Après ces événements, Kilik a réussi à obtenir le soutien français et à recruter le film, qui l’a emmené à Cannes, où il a fait sensation – et a valu à Schnabel le prix du meilleur réalisateur.
Mais Kilik, qui a également produit « Hunger Games », affirme que même les films qu’il entreprend et qui sont financés par le système sont « réalisés de manière à créer une liberté d’expression artistique ».
Son palmarès semble confirmer cette prémisse : « Babel » (2006) d’Innaritu, produit par Kilik, a été nominé aux Oscars pour le meilleur film et aux BAFTA, tout comme « Diving Bell » (2007) et « Biutiful » (2010). Kilik a également été nominé trois fois pour les honneurs de la Producers Guild of America pour « Babel », « Diving Bell » et « Foxcatcher » (2014).
Kilik a été co-récipiendaire du prix de distinction spéciale aux Independent Spirit Awards pour avoir produit « Foxcatcher », l’histoire vraie de l’obsession fatale du milliardaire John Du Pont de sponsoriser le lutteur médaillé d’or olympique Mark Schultz, avec Steve Carell et Channing Tatum.
Et même s’il recherche une imagerie artistique unique dans chaque projet entrepris, Kilik affirme que son objectif en tant que producteur n’est pas de protéger un cinéaste des préoccupations commerciales « mais de créer un système dans lequel il peut faire ce qu’il fait de mieux. Il y a un public pour ces films.
Les géants du streaming veulent également des films artistiques, souligne Kilik, et des cinéastes comme Spike Lee se sont révélés capables à la fois de suivre leur propre voie et de réaliser leur travail dans les délais et dans les limites du budget. « Da Five Bloods » de Lee, un thriller se déroulant parmi une ancienne compagnie entièrement noire de soldats vietnamiens et filmé par Newton Thomas Sigel, projeté à Camerimage en 2020 avant de connaître un succès critique et commercial.
« Chi-Raq », « 25th Hour » et « Summer of Sam » de Lee ont également été repris par Kilik, chacun d’entre eux ayant été acclamé par la critique et le public.
Kilik a également voulu se démarquer par sa foi dans l’avenir des cinémas physiques et dans la valeur de l’expérience authentique à l’écran.
En Europe, note-t-il, lorsque vous vous rendez au multiplexe, vous voyez souvent des affiches de franchises de super-héros à côté de celles de films d’art réalisés localement. « J’espère que c’est la même chose aux États-Unis », dit-il. Et même si le cinéma est dominé par des poteaux de tente, il reste encore de la place pour des visions plus personnelles. « Il s’agit avant tout de permettre aux films d’atteindre le public de toutes les manières possibles. »

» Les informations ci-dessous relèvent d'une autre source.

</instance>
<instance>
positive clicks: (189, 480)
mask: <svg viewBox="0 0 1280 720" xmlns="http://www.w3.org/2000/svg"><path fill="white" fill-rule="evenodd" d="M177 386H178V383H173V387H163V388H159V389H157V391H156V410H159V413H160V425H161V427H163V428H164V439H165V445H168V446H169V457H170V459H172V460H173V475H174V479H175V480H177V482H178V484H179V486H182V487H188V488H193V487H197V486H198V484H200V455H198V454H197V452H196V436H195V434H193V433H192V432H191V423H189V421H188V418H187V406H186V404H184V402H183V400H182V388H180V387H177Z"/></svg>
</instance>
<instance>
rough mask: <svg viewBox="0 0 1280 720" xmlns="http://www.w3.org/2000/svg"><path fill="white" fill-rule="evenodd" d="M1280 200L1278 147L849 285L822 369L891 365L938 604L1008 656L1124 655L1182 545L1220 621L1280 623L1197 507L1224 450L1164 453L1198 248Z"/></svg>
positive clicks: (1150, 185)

Le prochain film de Kilik à sortir aux États-Unis, « Ezra », est l’histoire de Max Bernal (Bobby Cannavale), qui abandonne sa carrière à succès pour entamer une carrière bien plus rock en tant que comique de stand-up. Il s’agit d’un projet qui présente de nombreuses qualités de marque de Kilik, qui devrait sortir sur les écrans l’année prochaine.